In dissent, Circuit Judge Kermit E. Bye said that the majority’s ruling would impose heightened pleading standards when death-row inmates challenge their method of execution.

“The majority opinion establishes heightened pleading requirements for death-row inmates challenging a state’s method of execution under the Eighth Amendment,” Bye said. “This imposition is in opposition to governing Supreme Court precedent and the Federal Rules of Civil Procedure. In other words, the Eighth Circuit now prevents death-row inmates from truly accessing the federal courts: a death-row inmate cannot benefit from discovery and is prohibited from challenging even a truly unconscionable method of execution if no other methods are readily available and obvious at the pleading stage.”

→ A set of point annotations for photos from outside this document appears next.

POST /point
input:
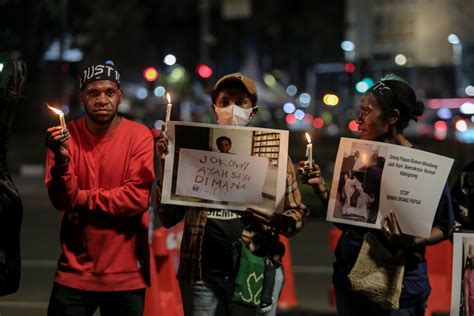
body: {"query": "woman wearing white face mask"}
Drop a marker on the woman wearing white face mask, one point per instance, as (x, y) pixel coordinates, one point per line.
(207, 267)
(233, 100)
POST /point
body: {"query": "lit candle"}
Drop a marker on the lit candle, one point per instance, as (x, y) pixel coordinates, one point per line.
(60, 113)
(168, 109)
(309, 151)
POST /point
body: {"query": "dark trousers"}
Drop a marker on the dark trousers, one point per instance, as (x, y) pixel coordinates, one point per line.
(66, 301)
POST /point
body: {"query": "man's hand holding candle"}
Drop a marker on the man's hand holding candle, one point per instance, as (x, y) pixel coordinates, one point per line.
(56, 141)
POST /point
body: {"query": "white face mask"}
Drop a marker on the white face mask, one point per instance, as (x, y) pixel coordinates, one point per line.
(234, 115)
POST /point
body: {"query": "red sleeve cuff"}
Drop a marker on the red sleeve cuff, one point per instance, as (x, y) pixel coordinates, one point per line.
(82, 198)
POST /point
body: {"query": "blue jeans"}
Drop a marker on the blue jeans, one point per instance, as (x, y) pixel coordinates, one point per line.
(351, 303)
(66, 301)
(279, 280)
(214, 297)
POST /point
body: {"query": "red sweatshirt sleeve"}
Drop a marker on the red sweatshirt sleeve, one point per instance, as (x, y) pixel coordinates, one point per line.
(123, 201)
(61, 183)
(134, 195)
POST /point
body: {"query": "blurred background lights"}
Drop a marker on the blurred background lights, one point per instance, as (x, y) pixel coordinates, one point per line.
(204, 71)
(299, 114)
(305, 99)
(349, 68)
(469, 90)
(269, 80)
(332, 130)
(150, 73)
(290, 119)
(308, 119)
(291, 90)
(177, 74)
(400, 59)
(169, 60)
(327, 117)
(453, 39)
(441, 126)
(159, 91)
(318, 122)
(444, 113)
(362, 87)
(347, 46)
(353, 126)
(141, 93)
(330, 99)
(467, 108)
(289, 107)
(461, 125)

The majority disagreed that they imposed a heightened pleading requirement, ruling “the prisoners fail to satisfy their burden under the Eighth Amendment because they rely entirely on hypothetical and speculative harms that, if they were to occur, would only result from isolated mishaps,” according to the per curiam opinion.

The court’s ruling was 7-3 on most issues.

Judge Steven M. Colloton joined the majority except for the section of the opinion finding that the death-row inmates inadequately plead in their complaint that they face a substantial risk of severe pain by the use of pentobarbital. Judge Bobby E. Shepherd joined the majority except for the ruling that prisoners must identify an alternative method of execution in their complaints.

While the court rejected the facial challenge in this case, the court did allow an as-applied challenge to proceed in the case of Bucklew v. Lombardi. The inmate in that case alleges that his execution could result in excruciating pain because of a serious medical condition.